The Movement section of the app contains video demonstrations of stretching and movement exercises, drawing inspiration from yoga poses and general stretching exercises. “Daily move” videos are available for habitual users as well as single session offerings to target specific parts of the body that might need a little TLC, such as neck/shoulders and back/spine. Videos are short, mostly under 10 minutes, allowing for bite-sized bits of intentional movement and stretching that can easily be fit into a workday or between classes.
Quality sleep is a key ingredient to overall wellness, yet unfortunately insomnia is rampant among college students, with over 60% reporting poor sleep quality according to a recent study. Calm has a range of “sleep stories” where individuals with soothing voices (including celebrities such as Harry Styles and Matthew McConaughey!) relate a meandering, peaceful tale designed to lull you to sleep, much as a parent reads to a child at bedtime. Users can set a sleep timer to shut off the story after a specific amount of minutes if they would like or let the recording run its course. Other categories within the sleep section include “nap stories” and ASMR recordings.
Calm has two sections, “music” and “soundscapes,” that are designed to provide peaceful background ambient noise for studying, relaxing, or sleeping. Music is largely instrumental, including electronic and acoustic tunes as well as curated playlists from your Calm favorites such as Jay and Jeff. Additionally, the “Sleep Remix” series is described as “beloved songs deconstructed and designed to set a tempo for heading to bed and then gently fading you to sleep;” popular remixes last approximately 1 hour each and include “Golden Hour” by Kacey Musgraves and “Circles” by Post Malone.

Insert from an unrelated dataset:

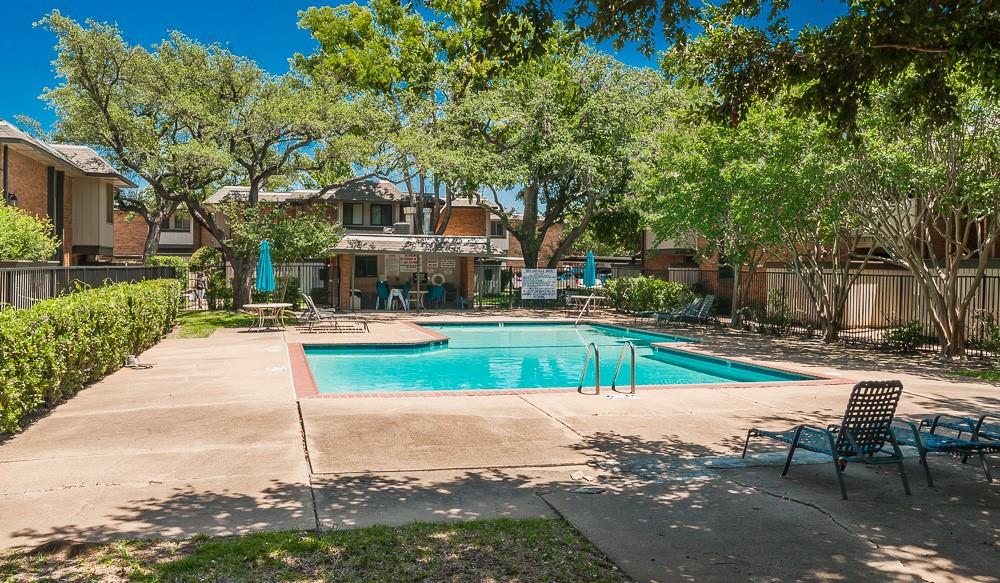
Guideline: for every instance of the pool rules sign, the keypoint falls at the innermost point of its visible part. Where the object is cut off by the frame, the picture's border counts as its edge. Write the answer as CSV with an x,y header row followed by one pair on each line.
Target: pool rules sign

One of the most difficult aspects of integrating a new skill into your life is consistency and translating a practice into a habit. Fortunately, Calm has strategies for routine built into the app itself, including the capability for users to set up personalized notifications as well as track their minutes spent meditating and view these patterns over time. Additionally, users can enter “check ins” where they choose an emoji to represent their mood, adding tags or short notes to provide context to the check in. By looking at the time spent using the app in conjunction with the check-ins, users can learn about the impact of mindfulness on their moods and recognize patterns regarding emotional fluctuations.